I’m feeling a bit scattered these days. I can’t focus on anything. I’ve written two different blog entries (three if you count this one), but couldn’t pull either into something coherent. It’s like my brain is full of spaghetti, and every time I reach in to pull something out, it’s a different noodle. There is a lot going on in there, but its just a tangled mass of squiggly deliciousness, and I don’t have the patience to sort it out.
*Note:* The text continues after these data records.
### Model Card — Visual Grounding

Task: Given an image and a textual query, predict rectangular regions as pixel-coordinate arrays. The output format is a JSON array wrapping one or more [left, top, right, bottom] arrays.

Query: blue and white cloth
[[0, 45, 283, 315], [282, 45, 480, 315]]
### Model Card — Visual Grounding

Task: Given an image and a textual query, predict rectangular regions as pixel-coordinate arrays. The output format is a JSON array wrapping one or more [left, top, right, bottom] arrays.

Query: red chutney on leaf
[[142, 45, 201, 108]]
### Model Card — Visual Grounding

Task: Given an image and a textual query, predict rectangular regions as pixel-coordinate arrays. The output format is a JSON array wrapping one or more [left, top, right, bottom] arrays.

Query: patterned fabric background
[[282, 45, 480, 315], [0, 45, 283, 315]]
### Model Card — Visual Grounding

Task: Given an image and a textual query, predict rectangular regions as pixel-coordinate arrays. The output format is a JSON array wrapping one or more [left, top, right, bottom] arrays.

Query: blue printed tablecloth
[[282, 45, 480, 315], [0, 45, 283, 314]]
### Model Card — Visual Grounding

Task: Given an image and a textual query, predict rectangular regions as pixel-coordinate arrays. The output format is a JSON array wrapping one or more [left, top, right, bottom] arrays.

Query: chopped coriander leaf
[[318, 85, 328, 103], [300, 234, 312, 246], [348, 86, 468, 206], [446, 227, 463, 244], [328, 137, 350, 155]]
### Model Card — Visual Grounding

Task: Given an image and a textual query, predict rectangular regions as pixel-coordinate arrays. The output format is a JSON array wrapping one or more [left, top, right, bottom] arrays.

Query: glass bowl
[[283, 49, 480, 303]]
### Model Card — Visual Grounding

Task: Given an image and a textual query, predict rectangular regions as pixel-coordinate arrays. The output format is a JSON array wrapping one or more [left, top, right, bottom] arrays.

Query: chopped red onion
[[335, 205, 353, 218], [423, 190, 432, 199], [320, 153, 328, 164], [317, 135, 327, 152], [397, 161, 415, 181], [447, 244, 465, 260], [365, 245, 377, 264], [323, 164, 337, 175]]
School is now going in earnest. I’ve got my volunteer times designated, my workout times designated, and, most importantly, my writing time designated. But some how, when writing time shows up on the clock, eight other things pop up to distract me. A child is sick, the plumber needs to be called, food needs to be purchased, and on and on.
When you stay at home, other tasks find ways of creeping into the most rigid of schedules. Guilt blinks at you from dirty dishes, full laundry baskets, and leaf-strewn floors. I know, I know, sad little stay-at-home mom problems. I’m not looking for sympathy, just trying to paint the picture for you.
And when I do sit down to write, I have a million ideas, a dozen characters clamoring for attention, and so many twists Chubby Checker would get tired (raise your hand if you got that one). So I keep yanking out ideas, hoping for the one, glorious meatball idea, round, whole, and perfect.
My writing lately reflects how I clean. I flit from mess to mess, adding a little, moving a little, throwing a little away. Mid-way through, it’s a larger disaster than when I started, kind of like today’s blog (cleaning and spaghetti, where am I going with this, hell if I know). Then, somehow, it all comes together into one cohesive room, blog, dish (and bam, there it is – kinda).
So, dear reader, perhaps my wandering mind isn’t such a bad thing, as long as I keep working. Now, who wants some spaghetti?